The fact that it was an independent team performing the validation lends credibility to the findings. However, Han said the ideal situation would be for data-focused teams to work in partnership with teams in the field, thereby maximizing the information that could be used to strengthen models.

“In the future, purposefully coordinating such efforts will be a big step forward in our ability to predict spillover risk, and take steps to mitigate this risk when it is high,” she said. “Ultimately, model predictions would be validated through targeted surveillance, and the field surveillance would improve model performance.”

While there’s still significant work to be done to predict outbreaks before they happen, the scientific literature is clear that earlier warnings would go a long way toward reducing the spread and effect of infectious diseases like Ebola.

In a summary of the Ebola outbreak that hit west Africa in 2014, the World Health Organization noted that officials in Guinea did not identify Ebola until it had already been present in humans in the country for 3 months. More than 11,000 people globally eventually died during the outbreak, including more than 2500 in Guinea.

The opportunities to leverage AI to predict outbreaks aren’t just getting attention in the public health and academic sectors.
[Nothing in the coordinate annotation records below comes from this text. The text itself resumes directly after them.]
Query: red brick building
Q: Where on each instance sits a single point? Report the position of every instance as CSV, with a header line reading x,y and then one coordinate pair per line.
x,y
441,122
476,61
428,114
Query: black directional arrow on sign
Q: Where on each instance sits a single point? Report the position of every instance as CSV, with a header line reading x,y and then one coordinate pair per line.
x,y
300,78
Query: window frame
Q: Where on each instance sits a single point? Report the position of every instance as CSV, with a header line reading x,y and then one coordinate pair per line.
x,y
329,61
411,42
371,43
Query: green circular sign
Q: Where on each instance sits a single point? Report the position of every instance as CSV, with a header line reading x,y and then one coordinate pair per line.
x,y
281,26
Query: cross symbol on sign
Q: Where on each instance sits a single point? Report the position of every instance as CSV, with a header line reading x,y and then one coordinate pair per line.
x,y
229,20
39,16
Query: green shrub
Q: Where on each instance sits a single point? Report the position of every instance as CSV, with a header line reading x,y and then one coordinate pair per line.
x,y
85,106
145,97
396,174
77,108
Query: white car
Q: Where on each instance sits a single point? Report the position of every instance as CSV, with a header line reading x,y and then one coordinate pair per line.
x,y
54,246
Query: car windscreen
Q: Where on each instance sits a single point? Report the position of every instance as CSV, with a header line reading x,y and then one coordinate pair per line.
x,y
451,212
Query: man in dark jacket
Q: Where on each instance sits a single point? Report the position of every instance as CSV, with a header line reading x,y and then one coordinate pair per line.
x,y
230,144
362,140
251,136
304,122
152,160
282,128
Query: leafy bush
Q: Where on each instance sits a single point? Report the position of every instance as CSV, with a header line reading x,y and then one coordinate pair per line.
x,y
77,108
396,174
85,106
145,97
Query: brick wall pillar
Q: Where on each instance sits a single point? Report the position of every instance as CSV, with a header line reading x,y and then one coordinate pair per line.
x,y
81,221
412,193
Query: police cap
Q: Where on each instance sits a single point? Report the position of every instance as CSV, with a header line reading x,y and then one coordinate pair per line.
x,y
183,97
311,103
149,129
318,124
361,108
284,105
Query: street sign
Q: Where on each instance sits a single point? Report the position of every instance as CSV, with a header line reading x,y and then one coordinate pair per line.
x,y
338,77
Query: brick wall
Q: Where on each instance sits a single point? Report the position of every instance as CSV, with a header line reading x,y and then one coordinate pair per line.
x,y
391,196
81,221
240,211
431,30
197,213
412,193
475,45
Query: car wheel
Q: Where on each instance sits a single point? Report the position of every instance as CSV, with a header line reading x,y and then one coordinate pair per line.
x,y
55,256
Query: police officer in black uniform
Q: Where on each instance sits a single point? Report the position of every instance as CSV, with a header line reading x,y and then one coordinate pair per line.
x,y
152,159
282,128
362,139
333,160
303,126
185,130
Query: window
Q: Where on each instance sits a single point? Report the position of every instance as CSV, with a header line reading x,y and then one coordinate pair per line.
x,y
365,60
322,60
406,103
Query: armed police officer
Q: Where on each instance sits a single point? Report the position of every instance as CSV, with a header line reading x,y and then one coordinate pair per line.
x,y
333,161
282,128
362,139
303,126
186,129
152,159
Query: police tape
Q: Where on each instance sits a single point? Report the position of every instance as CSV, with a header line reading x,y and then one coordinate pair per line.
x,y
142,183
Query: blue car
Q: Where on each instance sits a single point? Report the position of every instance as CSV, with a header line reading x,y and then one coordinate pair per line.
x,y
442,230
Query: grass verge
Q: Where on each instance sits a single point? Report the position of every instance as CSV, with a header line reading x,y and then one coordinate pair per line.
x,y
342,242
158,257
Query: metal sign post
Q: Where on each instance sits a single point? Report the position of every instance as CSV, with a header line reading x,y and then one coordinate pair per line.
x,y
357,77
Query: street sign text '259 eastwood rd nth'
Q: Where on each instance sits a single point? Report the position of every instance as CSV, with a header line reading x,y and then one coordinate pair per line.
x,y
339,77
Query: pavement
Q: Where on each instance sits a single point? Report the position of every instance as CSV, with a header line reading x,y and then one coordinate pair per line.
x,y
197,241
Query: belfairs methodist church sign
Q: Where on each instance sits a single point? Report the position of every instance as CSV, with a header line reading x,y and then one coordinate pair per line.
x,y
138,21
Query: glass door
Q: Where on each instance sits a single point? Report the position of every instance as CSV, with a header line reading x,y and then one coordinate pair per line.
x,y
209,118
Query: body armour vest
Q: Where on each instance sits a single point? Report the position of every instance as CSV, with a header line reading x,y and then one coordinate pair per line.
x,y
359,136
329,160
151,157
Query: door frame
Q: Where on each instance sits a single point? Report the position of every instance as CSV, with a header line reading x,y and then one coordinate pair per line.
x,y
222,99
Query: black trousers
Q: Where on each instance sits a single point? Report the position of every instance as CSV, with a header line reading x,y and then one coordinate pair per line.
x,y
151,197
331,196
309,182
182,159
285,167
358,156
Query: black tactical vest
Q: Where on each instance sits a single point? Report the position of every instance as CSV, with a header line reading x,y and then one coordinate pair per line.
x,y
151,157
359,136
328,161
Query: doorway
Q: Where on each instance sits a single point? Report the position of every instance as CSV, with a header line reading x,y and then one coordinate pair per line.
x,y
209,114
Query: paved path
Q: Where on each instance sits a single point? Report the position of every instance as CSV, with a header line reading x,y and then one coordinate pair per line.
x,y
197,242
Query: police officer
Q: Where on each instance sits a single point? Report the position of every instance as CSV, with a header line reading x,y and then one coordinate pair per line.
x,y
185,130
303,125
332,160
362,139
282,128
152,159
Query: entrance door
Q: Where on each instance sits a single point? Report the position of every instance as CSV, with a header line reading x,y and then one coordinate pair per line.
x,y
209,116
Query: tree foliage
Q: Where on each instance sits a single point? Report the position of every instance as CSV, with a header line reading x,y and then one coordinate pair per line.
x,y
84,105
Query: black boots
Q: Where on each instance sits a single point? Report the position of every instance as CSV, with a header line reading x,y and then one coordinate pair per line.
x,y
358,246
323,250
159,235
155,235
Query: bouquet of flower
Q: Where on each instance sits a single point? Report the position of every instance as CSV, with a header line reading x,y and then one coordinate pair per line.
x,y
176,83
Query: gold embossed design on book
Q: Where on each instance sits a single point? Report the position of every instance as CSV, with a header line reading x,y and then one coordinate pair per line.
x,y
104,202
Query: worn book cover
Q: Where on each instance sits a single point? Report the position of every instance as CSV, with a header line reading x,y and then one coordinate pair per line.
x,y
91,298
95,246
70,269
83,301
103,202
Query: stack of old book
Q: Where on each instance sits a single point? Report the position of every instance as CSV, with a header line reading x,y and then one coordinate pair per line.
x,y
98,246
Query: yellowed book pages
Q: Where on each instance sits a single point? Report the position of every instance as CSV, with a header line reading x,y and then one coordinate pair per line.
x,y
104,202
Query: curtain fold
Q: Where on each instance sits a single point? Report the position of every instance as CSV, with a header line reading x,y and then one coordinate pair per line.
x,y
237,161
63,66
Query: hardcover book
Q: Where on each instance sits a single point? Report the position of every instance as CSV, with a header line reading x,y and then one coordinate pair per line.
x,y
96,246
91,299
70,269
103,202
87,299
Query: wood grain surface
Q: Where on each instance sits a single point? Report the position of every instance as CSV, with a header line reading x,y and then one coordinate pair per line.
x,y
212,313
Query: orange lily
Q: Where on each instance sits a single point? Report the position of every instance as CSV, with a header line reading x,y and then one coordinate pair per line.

A Malaysian startup, AIME Healthcare (AIME stands for Artificial Intelligence in Medical Epidemiology), developed an AI program to track potential dengue fever outbreaks. They say their tracking system not only incorporates data of existing cases, but also offers data-driven predictions of when the next outbreak is likely to occur. The system includes a prioritization tool designed to help public health authorities understand where best to deploy their resources.

The company has already worked with the governments of 5 countries to help public health officials prepare for potential dengue outbreaks.

If all goes well, the company plans to expand its offerings to other infectious diseases, such as malaria and HIV.